No es precisamente el Cid Campeador, pero el dirigente de los trabajadores agrícolas parece hoy tan vigente como hace casi medio siglo que estalló la huelga en los plantíos de uva californianos.
Tuve la oportunidad de ver un preestreno de la película dirigida por Diego Luna, y por lo tanto un poco más de tiempo para reflexionar acerca de la figura histórica de Chávez, de su impacto de corto, mediano y largo plazo, y de su relevancia o no en el debate que hoy se intenta en torno a una cada vez más improbable reforma migratoria en Estados Unidos.
No soy crítico de cine, pero debo reconocer que la película me gustó, me emocionó, me hizo recordar que hubo, en un tiempo no tan lejano, causas que verdaderamente movilizaban a la gente, que hacían que individuos se levantaran a marchar, organizarse, movilizarse, unirse para lograr un cambio. Tiempos en los que las cadenas humanas y los boicots tenían un verdadero impacto, a pesar de todas las limitaciones que enfrentaban sus organizadores y participantes. Cuando las redes no eran sociales, sino humanas, y cuando no bastaba con un "follow" o un "like" para sentirse comprometido con una causa.
El movimiento de los trabajadores agrícolas en California se dio en plena década del activismo político y social estadounidense. Por todos lados brotaban como hongos las manifestaciones, los grupos que promovían y defendían causas tan nobles como poco conocidas. Los derechos de las minorías raciales, la Guerra de Vietnam, la igualdad de género, la libertad de prensa, la rebelión social marcaron a ese período de 1965 en adelante, que culminó con la renuncia de Nixon. No sólo eran las revelaciones de Watergate, sino también la filtración de los célebres documentos del Pentágono, la represión violenta contra los estudiantes de la universidad de Kent, los disturbios en Chicago durante la convención del Partido Demócrata, los movimientos del Poder Negro y el surgimiento de células de terrorismo urbano que iban de lo serio (los Black Panthers) a lo absurdo (el Ejercito Simbionés de Liberación).

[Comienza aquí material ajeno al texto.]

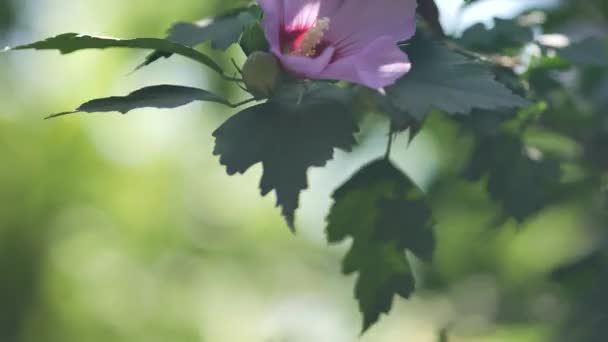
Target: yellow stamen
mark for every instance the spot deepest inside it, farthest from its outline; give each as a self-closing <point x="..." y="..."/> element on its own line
<point x="313" y="38"/>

Chávez y todos los que formaron parte de su admirable esfuerzo de organización y difusión tuvieron el enorme mérito de darle visibilidad a un grupo social que estaba en la sombra de las sombras. Los trabajadores agrícolas eran invisibles para todos, no sólo por ser mayoritariamente mexicanos, muchos de ellos indocumentados, sino por realizar un trabajo muy alejado de la vida cotidiana de los votantes, de los contribuyentes, de las amas de casa. Eran las manos invisibles que llevaban frutas y legumbres a las mesas de todos los demás estadounidenses, sin voz ni voto ni derechos laborales ni humanos.
Cuando vi la película de Chávez no pude dejar de pensar que todos los logros y avances alcanzados se quedaron cortos ante la triste realidad de una oferta de mano de obra que sigue sobrepasando a la demanda, y es por lo tanto sujeta a malos tratos y abusos que, si no son iguales a los de 1960, siguen siendo denigrantes y oprobiosos para muchos. Lo más paradójico del asunto es que con todo lo mal que se la pasan los mexicanos que viven y trabajan en Estados Unidos, están mucho peor en México. Todas las condiciones de vida y de trabajo que describe tan gráficamente el filme aplican, en una u otra forma, a 52 millones de mexicanos hoy en día. Y mientras aplaudimos y nos emocionamos ante el heroísmo de Cesar Chávez, ignoramos y condonamos todo lo que en nuestro país sigue pasando.
Así que, sin ánimo de ser aguafiestas, me quedo con la idea de que lo que México necesita no es a uno, sino a muchos miles como él. Y de paso, si no es mucho pedir, a una sociedad que tenga una pizca del interés y la disposición por el cambio que tuvieron muchos sesenteros, aquí y allá.